Publié le 6 décembre 2023. Une étude menée par des chercheurs espagnols révèle des altérations moléculaires communes à la maladie de Parkinson, la dépression et les troubles intestinaux, ouvrant la voie à de nouveaux outils de diagnostic et de traitement.
- Des chercheurs ont identifié une dérégulation de trois microARN présents à la fois dans le cerveau des patients atteints de la maladie de Parkinson et des personnes souffrant de dépression.
- Cette dérégulation a été reproduite en laboratoire chez des souris, confirmant un lien entre ces pathologies et le dysfonctionnement intestinal.
- L’étude suggère que ces microARN pourraient servir de biomarqueurs pour un diagnostic précoce et un suivi plus précis.
Une équipe de scientifiques du Conseil supérieur de la recherche scientifique (CSIC) et du Centre de recherche biomédicale en santé mentale (CIBERSAM) a mis en évidence un mécanisme moléculaire commun à trois affections distinctes : la maladie de Parkinson, la dépression et les troubles gastro-intestinaux. Publiés dans la revue Journal of Neuroinflammation, leurs travaux suggèrent l’existence d’une boucle inflammatoire bidirectionnelle entre l’intestin et le cerveau.
L’étude révèle que la dérégulation de trois microARN – de petites molécules d’ARN non codant – est observée chez les patients atteints de la maladie de Parkinson et chez les personnes souffrant de troubles dépressifs. Pour valider ces observations, les chercheurs ont utilisé deux modèles murins. Le premier, exposé à un stress chronique, a développé un profil similaire à celui de la dépression, avec les mêmes anomalies dans l’expression des microARN et une augmentation des marqueurs inflammatoires cérébraux. Le second modèle, caractérisé par une surexpression de la pathologie de l’alpha-synucléine dans les neurones sérotoninergiques (impliqués dans la régulation de l’humeur), a présenté un schéma identique d’altérations moléculaires et d’inflammation, tant au niveau du cerveau que de l’intestin.
« Ces résultats identifient un axe spécifique d’inflammation – la triade de microARN agissant sur les marqueurs inflammatoires – comme un mécanisme moléculaire commun reliant la physiopathologie de la maladie de Parkinson, la dépression et le dysfonctionnement intestinal », explique Analia Bortolozzi, chercheuse principale de l’étude.

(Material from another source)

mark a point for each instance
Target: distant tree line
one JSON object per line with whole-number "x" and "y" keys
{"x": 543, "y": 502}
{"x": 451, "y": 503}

Les auteurs soulignent que, bien que l’étude se soit concentrée sur le tissu cérébral humain, d’autres recherches ont déjà démontré une accumulation pathologique d’alpha-synucléine dans l’intestin. Ils rappellent également que les symptômes gastro-intestinaux précèdent souvent les manifestations motrices de la maladie de Parkinson de plusieurs années (bien que ce ne soit pas systématique) et que plus de 80 % des patients atteints de cette maladie souffrent de troubles digestifs. Une relation bidirectionnelle complexe existe entre la maladie de Parkinson, la dépression et les maladies inflammatoires de l’intestin.
L’une des implications majeures de cette recherche réside dans le potentiel de ces microARN en tant que biomarqueurs. Leur présence également dans les tissus intestinaux des animaux suggère que leur analyse dans des biopsies de patients vivants pourrait constituer une extension logique et pertinente de la recherche.
Parkinson
La maladie de Parkinson est une maladie neurodégénérative progressive qui affecte principalement le système nerveux, entraînant des troubles de l’activité, du tonus musculaire et des mouvements. Elle a été décrite pour la première fois en 1817 par le médecin anglais James Parkinson.
Quels sont ses symptômes ?
Les premiers signes de la maladie peuvent inclure :
- Des tremblements dans les membres ou certaines parties du corps (doigts, mains, menton, lèvres).
- Une perte d’odorat.
- Une écriture de plus en plus petite et rapprochée.
- Des troubles du sommeil, notamment des mouvements brusques.
- Une diminution de l’expression faciale et un clignement des yeux réduit.
- Une posture voûtée.
- Des vertiges ou des évanouissements en se levant.
- De la constipation.
- Un discours trop bas.
- Des difficultés à marcher (raideur du corps, des bras ou des jambes).